People with PTSD could be exposed to other risk factors for autoimmune diseases, such as smoking, alcohol misuse, poor diet, and lack of exercise, which can exacerbate immune dysfunction and inflammation​.


Understanding these mechanisms provides insight into how trauma can influence autoimmune conditions like Sjögren's syndrome, highlighting the complex interplay between psychological stressors and physical health.




Regaining hope: Healing from trauma


If you have been personally affected by a traumatic experience, and this has led you to develop an autoimmune condition, all is not lost. Getting treatment for PTSD, including getting psychological therapy and reducing stress, can significantly mitigate the negative effects of PTSD on health. Psychological treatments help reduce chronic inflammation, restore adrenal function, re-balance the autonomic nervous system, and address the immune functions involved. By targeting these areas, various psychological therapies can not only alleviate PTSD symptoms but also improve overall immune health and reduce the risk of developing autoimmune diseases (or help reduce existing symptoms).

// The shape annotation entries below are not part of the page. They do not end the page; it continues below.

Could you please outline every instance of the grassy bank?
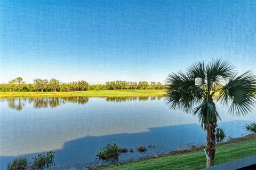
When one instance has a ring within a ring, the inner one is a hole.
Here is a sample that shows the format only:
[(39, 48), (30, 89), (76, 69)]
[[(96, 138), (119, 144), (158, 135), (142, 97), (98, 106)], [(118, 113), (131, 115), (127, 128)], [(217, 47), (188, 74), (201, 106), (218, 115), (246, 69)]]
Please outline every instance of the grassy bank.
[[(256, 135), (237, 138), (218, 144), (214, 164), (255, 154)], [(203, 148), (198, 147), (191, 150), (180, 150), (158, 158), (99, 167), (97, 169), (199, 169), (205, 167), (205, 165), (206, 158)]]
[(161, 96), (163, 90), (115, 90), (68, 92), (0, 92), (0, 98), (25, 97), (140, 97)]

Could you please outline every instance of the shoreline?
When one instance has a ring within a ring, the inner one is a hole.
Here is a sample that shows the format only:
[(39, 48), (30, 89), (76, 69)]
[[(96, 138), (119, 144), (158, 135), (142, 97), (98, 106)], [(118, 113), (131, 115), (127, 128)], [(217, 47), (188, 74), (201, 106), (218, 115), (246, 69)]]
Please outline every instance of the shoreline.
[(76, 92), (0, 92), (0, 99), (37, 97), (149, 97), (163, 96), (164, 90), (113, 90)]
[[(214, 165), (256, 154), (255, 141), (256, 141), (256, 135), (249, 134), (217, 143), (216, 154), (218, 155), (218, 157), (215, 158)], [(179, 149), (167, 153), (149, 156), (139, 160), (118, 163), (117, 164), (99, 165), (86, 168), (87, 168), (86, 169), (92, 170), (201, 169), (205, 167), (206, 158), (203, 150), (205, 148), (205, 145), (197, 145), (190, 149)], [(241, 151), (237, 151), (237, 150), (241, 150)], [(229, 150), (231, 151), (228, 152)], [(223, 153), (220, 153), (220, 152), (223, 152)], [(188, 160), (187, 163), (190, 164), (189, 167), (186, 166), (186, 165), (182, 164), (180, 164), (180, 161), (183, 162), (183, 159)], [(194, 162), (195, 160), (197, 163), (198, 162), (199, 164), (195, 164), (196, 163)], [(166, 164), (169, 164), (170, 166), (166, 166)], [(196, 166), (196, 167), (195, 167)], [(140, 168), (137, 168), (138, 167)]]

Here we present 5 of the most common, evidence-based therapies used to address PTSD:



1. Eye Movement Desensitisation and Reprocessing


EMDR allows people to process and heal from trauma, sometimes without even having to talk about the distressing memories. It uses bilateral stimulation, such as eye movements, taps, or tones, to help the brain process traumatic memories.


Research has shown that EMDR is effective in alleviating trauma symptoms and improving emotional regulation.

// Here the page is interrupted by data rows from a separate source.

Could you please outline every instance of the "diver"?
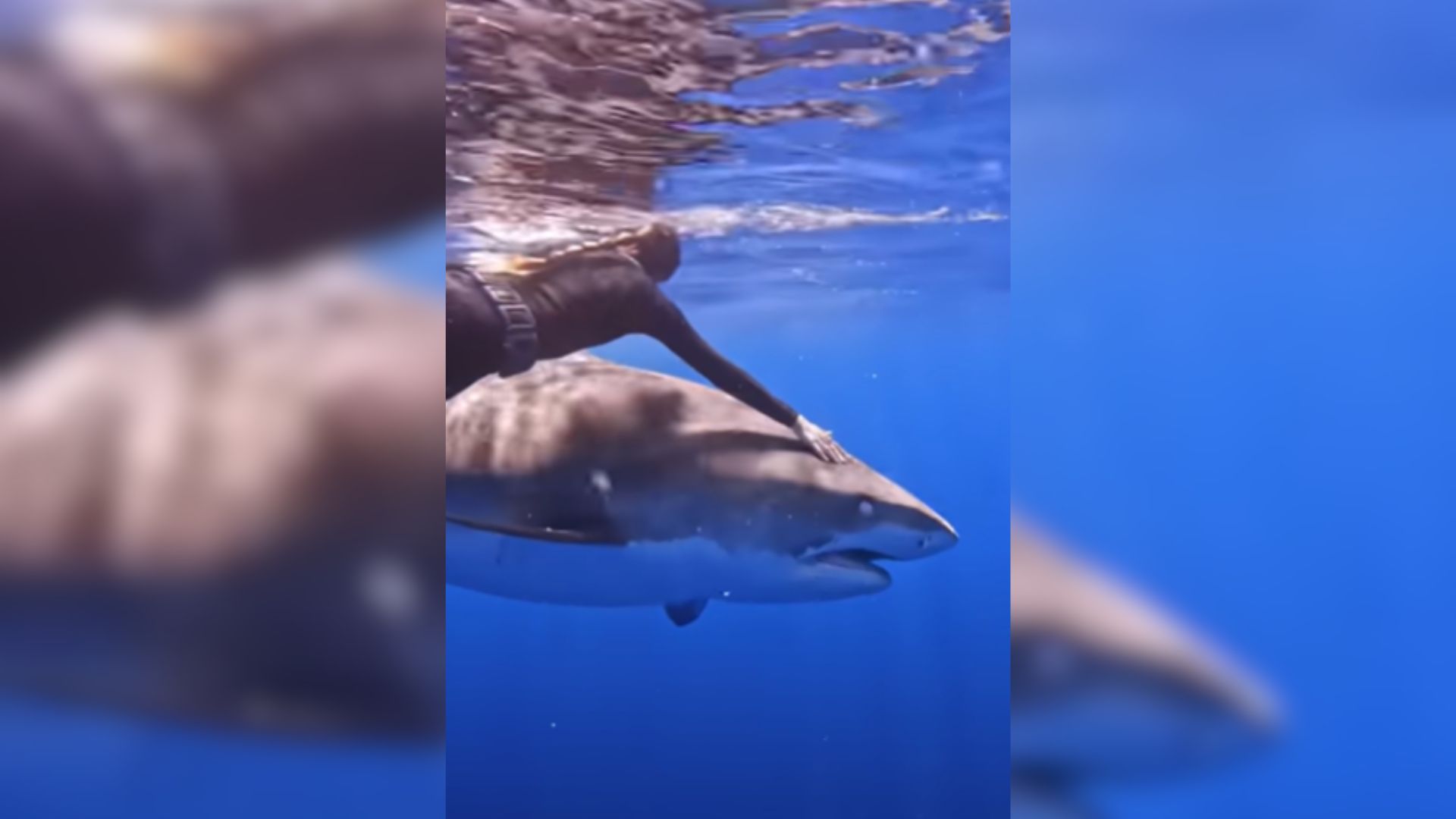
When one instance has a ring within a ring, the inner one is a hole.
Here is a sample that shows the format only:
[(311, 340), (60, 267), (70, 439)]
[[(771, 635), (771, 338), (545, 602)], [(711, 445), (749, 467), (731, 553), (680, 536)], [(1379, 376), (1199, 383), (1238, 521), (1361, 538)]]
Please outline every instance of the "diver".
[(833, 436), (713, 350), (658, 287), (677, 273), (677, 232), (662, 224), (575, 245), (504, 273), (446, 265), (446, 399), (476, 380), (513, 376), (626, 335), (648, 335), (705, 379), (794, 430), (830, 463)]
[(77, 10), (0, 39), (0, 364), (438, 208), (438, 12), (376, 6), (389, 25), (149, 12), (132, 44)]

An eye represents Eye movement desensitization and reprocessing (EMDR) therapy
EMDR uses bilateral stimulation, such as eye movements, to help the brain process traumatic memories.

2. Acceptance and Commitment Therapy


Emphasizes accepting one's thoughts and feelings without resistance or guilt and committing to actions that align with personal values.

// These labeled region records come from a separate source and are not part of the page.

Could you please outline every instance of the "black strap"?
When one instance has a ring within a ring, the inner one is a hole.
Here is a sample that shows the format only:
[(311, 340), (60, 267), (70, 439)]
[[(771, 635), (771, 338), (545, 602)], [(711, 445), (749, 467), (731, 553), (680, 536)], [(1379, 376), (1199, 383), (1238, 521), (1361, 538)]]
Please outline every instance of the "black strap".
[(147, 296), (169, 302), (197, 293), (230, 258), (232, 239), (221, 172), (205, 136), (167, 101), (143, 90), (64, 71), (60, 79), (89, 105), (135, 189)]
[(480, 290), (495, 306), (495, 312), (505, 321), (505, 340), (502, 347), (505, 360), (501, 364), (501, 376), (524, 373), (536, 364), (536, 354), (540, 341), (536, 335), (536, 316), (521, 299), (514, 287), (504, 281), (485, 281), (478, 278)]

Research has shown ACT to be effective in reducing trauma symptoms and enhancing the ability to adapt to challenging emotional states.



3. Cognitive Behavioural Therapy


Focuses on identifying and changing negative thought patterns and behaviors through techniques like changing distorted thoughts and developing coping skills.


Numerous studies have demonstrated CBT's effectiveness in reducing PTSD symptoms and improving overall functioning.



4. Narrative Exposure Therapy


NET helps individuals chronologically document their life story, enabling them to process and integrate traumatic experiences through structured storytelling.


It has been found to be effective in reducing PTSD symptoms, particularly in individuals with complex trauma, such as refugees or survivors of multiple traumatic events.



5. Somatic Experiencing (SE):


Focuses on the body’s physiological responses to trauma. It aims to release physical tension and trauma stored in the body.


Some research supports SE's effectiveness in reducing trauma symptoms, particularly physical manifestations of trauma.



These evidence-based therapies offer diverse approaches to effectively address PTSD, catering to different aspects of trauma processing and emotional healing




Trauma: a potential root-cause of Sjögren's


To conclude, while the connection has long been suspected - and is something that we at Beyond Sjögren's have always taken into close consideration - there's now mounting evidence suggesting that trauma, alongside related stress, could significantly contribute to the development of Sjögren's syndrome, although a direct cause-and-effect relationship hasn't been firmly established yet.


Current research highlights a strong association between PTSD or trauma and the onset of Sjögren's, indicating that trauma may play a substantial role, though it's far from the only determinant—clearly, not everyone with PTSD develops Sjögren's, and not everyone with Sjögren's has experienced trauma (and even if they have it still might not be the cause in their case).


It's important to recognize that various underlying factors can interact in complex ways. For instance, a traumatic event might potentially trigger the reactivation of a dormant virus in the body, setting off a cascade of symptoms and complications. Therefore, a comprehensive and holistic approach which addresses all possible root causes is highly recommended.




How our holistic approach to Sjögren's can help


In addressing Sjögren’s, adopting a comprehensive and holistic approach is essential to achieve significant and sustained improvements to symptoms and energy levels.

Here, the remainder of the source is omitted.